A smaller model just outgunned GPT‑3

Meta’s researchers built a 13‑billion‑parameter language model that beats GPT‑3 (175B) on most tests, trained only on public data. And it runs on a single GPU.

The gambit: smaller, longer, cheaper

Most AI teams chase ever-bigger models. LLaMA flips the question: what if the smarter choice is a smaller model trained for longer on more data? That’s the heart of the work. The team fixates on the “inference budget”—the cost and speed of serving a model once it’s deployed—rather than only the cost of training. A model that’s compact but trained hard can be cheaper to run every day. Their surprise find: even a 7B model kept improving after being fed over 1 trillion tokens (tokens are the little pieces text is split into for training).

What they built

LLaMA is a family of four “foundation” language models—7B, 13B, 33B, and 65B parameters—trained on roughly 1.0–1.4 trillion tokens drawn only from public sources: filtered CommonCrawl and C4 web data, Wikipedia in 20 languages, open‑licensed GitHub code, public‑domain and community book corpora, arXiv LaTeX, and StackExchange Q&A. No private book dumps, no mystery social‑media troves.

Under the hood, they lean on a modern GPT‑style Transformer with three quiet but potent tweaks:

  • RMSNorm “pre‑norm” layers for stability,
  • SwiGLU activations (a smoother alternative to ReLU) sized for efficiency,
  • Rotary positional embeddings (RoPE) instead of absolute positions to better track word order.

They also rewired training for speed: a memory‑lean attention kernel that skips masked computations, manual backward passes to save recomputation, and careful parallelism. Result: the 65B model chewed through about 1.4T tokens in ~21 days on 2,048 A100 GPUs—an industrial‑scale sprint.

Did it work?

On a wide benchmark gauntlet, the answer is yes—especially where inference efficiency matters.

  • Common sense and reasoning: The 13B model beats GPT‑3 on most zero‑shot tasks. The 65B model rivals or tops giants like Chinchilla‑70B and PaLM‑540B on HellaSwag and ARC‑Challenge.
  • Closed‑book question answering: On NaturalQuestions and TriviaQA, the 65B model often leads across zero‑shot to 64‑shot settings; the 13B is competitive with much larger systems.
  • Reading comprehension: The 65B hits GPT‑3‑class scores and tracks PaLM‑540B on RACE.
  • Code generation: On HumanEval and MBPP, the 65B model matches or beats general‑purpose models far larger than itself, and trails only code‑specialized variants.

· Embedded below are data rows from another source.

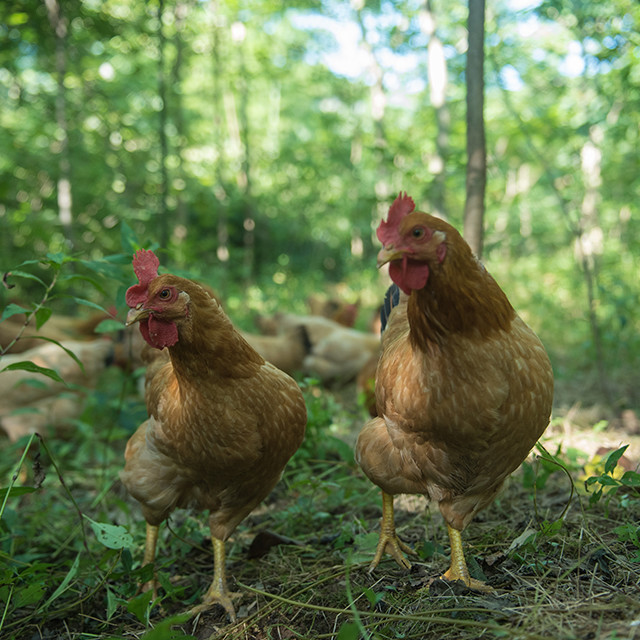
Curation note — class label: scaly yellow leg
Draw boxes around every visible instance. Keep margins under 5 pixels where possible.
[442,525,492,592]
[369,491,415,573]
[141,522,158,599]
[189,516,240,622]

One area it lags: broad academic knowledge (MMLU). Here the 65B averages 63.4% accuracy, a few points behind Chinchilla and PaLM. The likely reason is data diet: LLaMA uses far fewer books and academic texts than those models. But a small post‑training step—light instruction finetuning—lifts LLaMA‑65B to 68.9% on MMLU, nearly closing the gap.

Open data, open release

A bold claim stands up: state‑of‑the‑art performance is possible using only publicly available data. That matters for reproducibility, scrutiny, and access. The team has released the models to the research community, and the 13B variant can run on a single modern GPU, putting serious capability within reach of labs, universities, and startups that can’t field hundred‑billion‑parameter behemoths.

The fine print: bias, truth, and carbon

Scaling has trade‑offs. On a toxicity stress test (RealToxicityPrompts), toxicity tends to rise with model size—even when prompts are phrased “politely.” A gender coreference test (WinoGender) shows patterns consistent with occupational gender stereotypes, and a broader bias audit (CrowS‑Pairs) finds LLaMA competitive with GPT‑3 but still biased in categories like religion and age. On TruthfulQA, the 65B model answers correctly more often than GPT‑3, yet absolute truthfulness remains modest—hallucinations are very much a thing.

Training costs energy. Using a standardized accounting (same datacenter assumptions), the team estimates about 173 tCO2e to train the 65B model, with the development phase totaling roughly 1,015 tCO2e. Releasing strong, efficient models can amortize that footprint by reducing the need for duplicative training and by shifting use toward smaller, faster models.

Why this matters

LLaMA reframes the scaling race. It shows that careful engineering and lots of clean, public text can make medium‑size models punch far above their weight—and that deployment speed and cost may beat raw parameter count in the real world. The 13B model’s ability to beat GPT‑3 while fitting on a single GPU is the headline, but the deeper story is a blueprint: train longer on open data, optimize for inference, add a dash of instruction tuning, and you get a capable, inspectable model that more people can actually use.